Trump Administration Proposes Risky Private Credit Funds for 401(k) Retirement Accounts
As stock markets decline and oil prices surge, Americans are already confronting an uncertain outlook for their retirement savings. Now, a new proposal from the Trump administration threatens to expose millions of 401(k) accounts to a far riskier corner of Wall Street. The plan would open the door for so-called 'private credit' funds—a fast-growing but opaque industry often dubbed 'shadow banking'—to be included in everyday retirement portfolios.
Labor Department's New Rules for Retirement Investments
On Monday, the Labor Department, which regulates workplace retirement accounts, formally proposed new rules designed to make it easier for 401(k) plans to include private equity and private credit investments. This move represents a major victory for Wall Street firms that have long pushed to tap into the $14.2 trillion retirement market. Private credit is a little-understood but rapidly expanding part of the financial system, where investment firms lend to companies that struggle to obtain standard bank loans. According to Morgan Stanley, it grew to be worth $3 trillion last year.
However, unlike traditional stock and bond funds, these investments can be difficult to sell quickly, meaning retirement savers could be stuck if markets turn sour. Economist Michael Szanto told the Daily Mail, 'Private credit is a complex product that may expose individuals to risks they do not entirely understand. A lot of careful work needs to be undertaken for the suitability and safety for retail investors, particularly in retirement accounts.'
Executive Order and Legal Protections for Employers
The guidance published today builds on an executive order signed by President Donald Trump last August, which directed the Department of Labor to draw up rules allowing 'alternative investment assets' inside 401(k) plans. Today's proposal aims to protect employers from lawsuits if they offer these investments—a key barrier that has kept them out of most retirement plans until now. This comes as the private credit boom begins to show signs of strain.
Some of Wall Street's biggest firms, including Apollo, BlackRock, and Ares, have been flooded with requests from investors trying to pull their money out. In many cases, the funds have limited withdrawals, causing panic. Many of the loans underpinning the private credit boom have been tied to the AI data center frenzy, linking the sector to another part of the economy now facing growing doubts over long-term profits. As the ambitious goals of AI have collided with the realities of limited revenue from subscriptions, the shares of publicly traded private credit companies have tumbled.
Concerns and Opposition from Financial Experts
Private credit also helps fund Roark Capital's massive franchise empire, which includes Dunkin', Arby's, Buffalo Wild Wings, Sonic, Jimmy John's, and Cheesecake Factory. Senator Elizabeth Warren wrote on Bluesky, 'Private credit is limiting withdrawals to investors as cracks emerge and more and more financial experts ring the alarm.
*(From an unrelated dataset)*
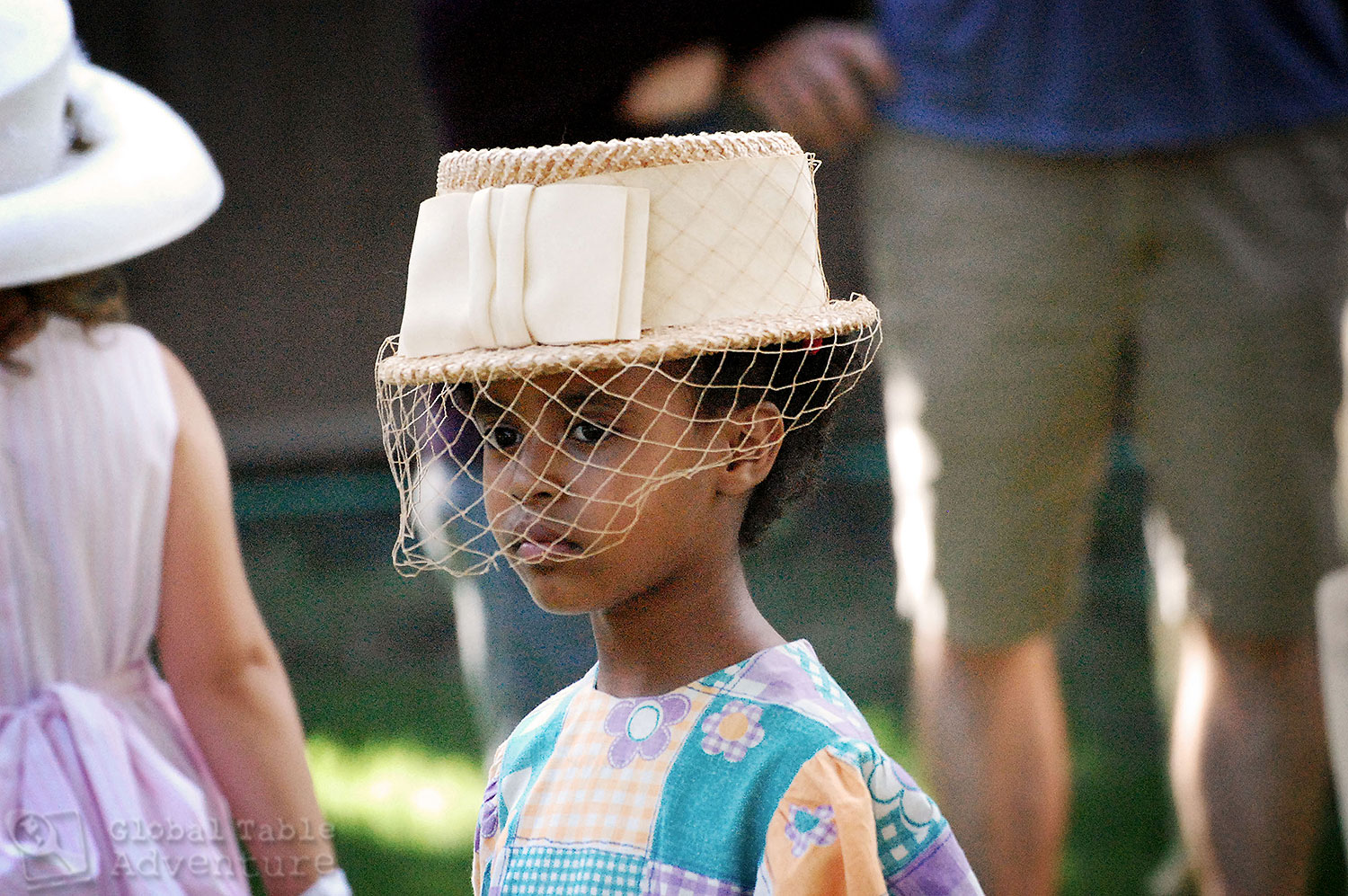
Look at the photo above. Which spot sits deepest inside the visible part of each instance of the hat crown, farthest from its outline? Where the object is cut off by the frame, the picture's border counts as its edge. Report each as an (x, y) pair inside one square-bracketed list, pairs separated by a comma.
[(37, 43), (606, 242)]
What are Trump's regulators doing?' Shares of private credit lender Blue Owl fell throughout 2025 as concerns began circulating about the company's exposure to risky AI lending. Failed deals and policies to limit investor withdrawals in January and February then began a wholesale market rout.
Traditional banks have retreated from riskier types of lending over the last 20 years, which created an opening for private credit. Szanto noted, 'Private Credit is going through a challenging moment. It took off after commercial banks stepped back from some lending after the global financial crisis.' But the industry is still young and lacks many of the institutions and safeguards found in other lending markets.
Fiona Greig, global head of Investor Research and Policy at Vanguard, said that private assets could help boost retirement savings, but they 'may not be appropriate for all types of investors.' Ironically, executives who manage retirement funds are not enthusiastic about private credit assets. In a survey of retirement administrators last year, research firm Callan found that 90 percent opposed allowing private credit assets in 401(k) plans.